Electrospun fibrous materials have a wide range of biomedical applications, many of them involving the use of polymers as matrices for incorporation of therapeutic agents. The use of polymer blends improves the tuneability of the physicochemical and mechanical properties of the drug loaded fibers. This also benefits the development of controlled drug release formulations, for which the release rate can be modified by altering the ratio of the polymers in the blend. However, to realize these benefits, a clear understanding of the phase behavior of the processed polymer blend is essential. This study reports an in depth investigation of the impact of the electrospinning process on the phase separation of a model partially miscible polymer blend, PVP K90 and HPMCAS, in comparison to other conventional solvent evaporation based processes including film casting and spin coating. The nanoscale stretching and ultrafast solvent removal of electrospinning lead to an enhanced apparent miscibility between the polymers, with the same blends showing micronscale phase separation when processed using film casting and spin coating. Nanoscale phase separation in electrospun blend fibers was confirmed in the dry state. Rapid, layered, macroscale phase separation of the two polymers occurred during the wetting of the fibers. This led to a biphasic drug release profile from the fibers, with a burst release from PVP-rich phases and a slower, more continuous release from HPMCAS-rich phases. It was noted that the model drug, paracetamol, had more favorable partitioning into the PVP-rich phase, which is likely to be a result of greater hydrogen bonding between PVP and paracetamol. This led to higher drug contents in the PVP-rich phases than the HPMCAS-rich phases. By alternating the proportions of the PVP and HPMCAS, the drug release rate can be modulated.

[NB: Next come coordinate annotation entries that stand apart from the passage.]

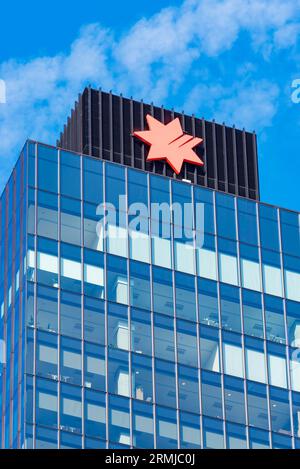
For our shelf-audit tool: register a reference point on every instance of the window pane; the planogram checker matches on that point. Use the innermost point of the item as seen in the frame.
(47, 165)
(162, 291)
(141, 332)
(208, 302)
(47, 215)
(185, 296)
(252, 314)
(69, 174)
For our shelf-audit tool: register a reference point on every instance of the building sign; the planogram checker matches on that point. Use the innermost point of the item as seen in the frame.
(169, 142)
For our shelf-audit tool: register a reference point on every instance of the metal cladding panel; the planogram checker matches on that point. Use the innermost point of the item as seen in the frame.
(101, 124)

Cocrystal Dissociation in the Presence of Water: A General Approach for Identifying Stable Cocrystal Forms

In previous studies, cocrystals have been shown to be susceptible to dissociation at high humidity because of differences in the solubilities of the two coformer molecules, especially when these molecules can form hydrates. Contrastingly, however, the propensity of the pharmaceutically active compound caffeine to hydrate formation is reduced by cocrystallization with oxalic acid. Here, the stability of the oxalic acid cocrystal of caffeine is investigated from a thermodynamic perspective through the use of aqueous slurries of caffeine hydrate and oxalic acid dihydrate. Conversion to the anhydrous caffeine-oxalic acid cocrystal occurred under these conditions confirming that this form is thermodynamically stable in an aqueous environment. The slurry methodology was further developed as a general approach to screening for cocrystals that are not susceptible to dissociation at high humidity. In this manner, cocrystals of the hydrate-forming molecules theophylline, carbamazepine, and piroxicam that are stable at high humidity, indefinitely avoiding hydrate formation, were identified.

Cocrystal dissociation and molecular demixing in the solid state

A new cocrystal containing caffeine and theophylline was found to dissociate on heating, with caffeine and theophylline molecules spontaneously demixing and recrystallizing as separate phases, in a solid-solid transition likely driven by an increase in entropy. The morphology and composition of the resulting crystals was determined by transmission electron microscopy.